Cannabis und Strassenverkehr

14.10.2021

Fahren unter Cannabiseinfluss gilt als Fahren unter Drogeneinfluss und führt zum Entzug des Führerausweises einerseits und einem Strafverfahren andererseits. Im Gegensatz zu Alkohol ergeben sich verschiedene Besonderheiten, auf die hier eingegangen werde soll.

ASTRA-Grenzwert / Nachweisgrenze
Wie bei allen anderen Betäubungsmitteln gilt auch bei Cannabis eine Nulltoleranz in Bezug auf das Führen von Motorfahrzeugen, wie das Bundesgericht erst kürzlich wieder bestätigte (BGer 6B_282/2021). Dennoch gelangt bei Blutproben ein Grenzwert zur Anwendung; bei einem THC-Gehalt von unter 1.5μg/L gilt THC als "nicht nachgewiesen". Anders als bei den bekannten 0.5‰ (bzw. 0.25 mg/l) bei Alkohol handelt es sich aber nicht um einen Wirkungsgrenzwert, sondern um einen Bestimmungsgrenzwert. Liegt der THC-Gehalt in einer Blutprobe bei unter 1.5μg/L, lässt sich die Substanz nicht mehr mit Sicherheit nachweisen. Daher erfolgt in solchen Fällen keine Verurteilung wegen Fahrens unter Drogeneinfluss (wohl aber allenfalls wegen Betäubungsmittelkonsums, sofern dieser in einer Befragung zugegeben wurde) und auch kein entsprechender Ausweisentzug.

Abbaugeschwindigkeit
Bei Alkohol lässt sich einigermassen genau vorhersagen, wie schnell dieser abgebaut wird; die Faustregel lautet 0.1‰ pro Stunde.
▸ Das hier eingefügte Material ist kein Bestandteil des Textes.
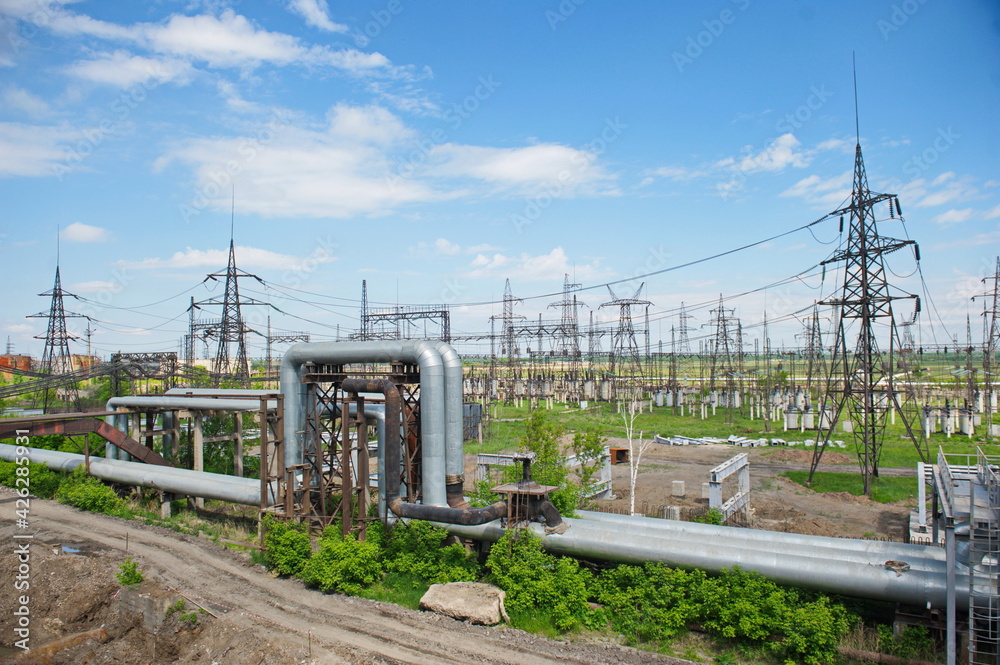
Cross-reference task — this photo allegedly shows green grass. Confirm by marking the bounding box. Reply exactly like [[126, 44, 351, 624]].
[[783, 471, 917, 503], [357, 572, 428, 610]]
Wer also den ungefähren Alkoholgehalt seiner konsumierten Getränke kennt, kann grob berechnen, ab wann der Alkohol so weit abgebaut ist, dass man unter der Grenze von 0.5‰ liegt. Bei Cannabis verhält es sich anders. Abgesehen davon, dass der THC-Gehalt der konsumierten Produkte in der Regel unbekannt ist, erfolgt der Abbau höchst individuell. So dauert es ohne weiteres 3-5 Tage, in einigen Fällen aber bis zu mehreren Wochen, bis der THC-Gehalt im Blut unter die Nachweisgrenze von 1.5μg/L fällt. Damit zeigt sich auch deutlich, dass der Einwand "ich kiffe nur am Wochenende" in Bezug auf den Strassenverkehr sinnlos ist, denn der Joint von Samstagabend lässt sich auf dem Arbeitsweg am Montagmorgen auf jeden Fall noch nachweisen, auch wenn von der Wirkung längst nichts mehr zu spüren ist. 

CBD
Im Gegensatz zum Konsum von THC-haltigen Cannabisprodukten ist der Konsum und damit auch das Führen von Motorfahrzeugen nach dem Konsum von CBD-Produkten legal. Jedoch gibt es eine Besonderheit, die weitgehend unbekannt ist: Anders als bei der Auswertung von Blutproben kann bei Urinschnelltests nicht zwischen THC-haltigem Cannabis und CBD unterschieden werden. Anders ausgedrückt: CBD-Hanf zeigt bei Urinschnelltests als Cannabis an. Nun werden bei Verkehrskontrollen im Falle eines Anfangsverdachts immer zuerst Urinschnelltests durchgeführt; nach einem positiven Resultat folgt anschliessend die Blutentnahme und Auswertung der Blutprobe.

Die Auswertung der Blutprobe dauert immer mehrere Wochen. Die Polizei muss Ihnen bei einem positiven Drogenschnelltest den Führerausweis vorsorglich entziehen, auch wenn Sie beteuern, nur CBD konsumiert zu haben. Bis um Vorliegen der Ergebnisse der Blutprobe bleibt der Führerausweis entzogen.

Faktisch bedeutet dies, dass Sie - obwohl Sie gegen kein Gesetz verstossen haben - während mehrerer Wochen auf Ihren Führerausweis verzichten müssen. Gleiches gilt auch, wenn in der Blutprobe ein THC-Gehalt unter der Nachweisgrenze ermittelt wird. Eine Entschädigung für die Umstände, die Ihnen durch den vorsorglichen Führerausweisentzug entstehen, ist im Gesetz nicht vorgesehen.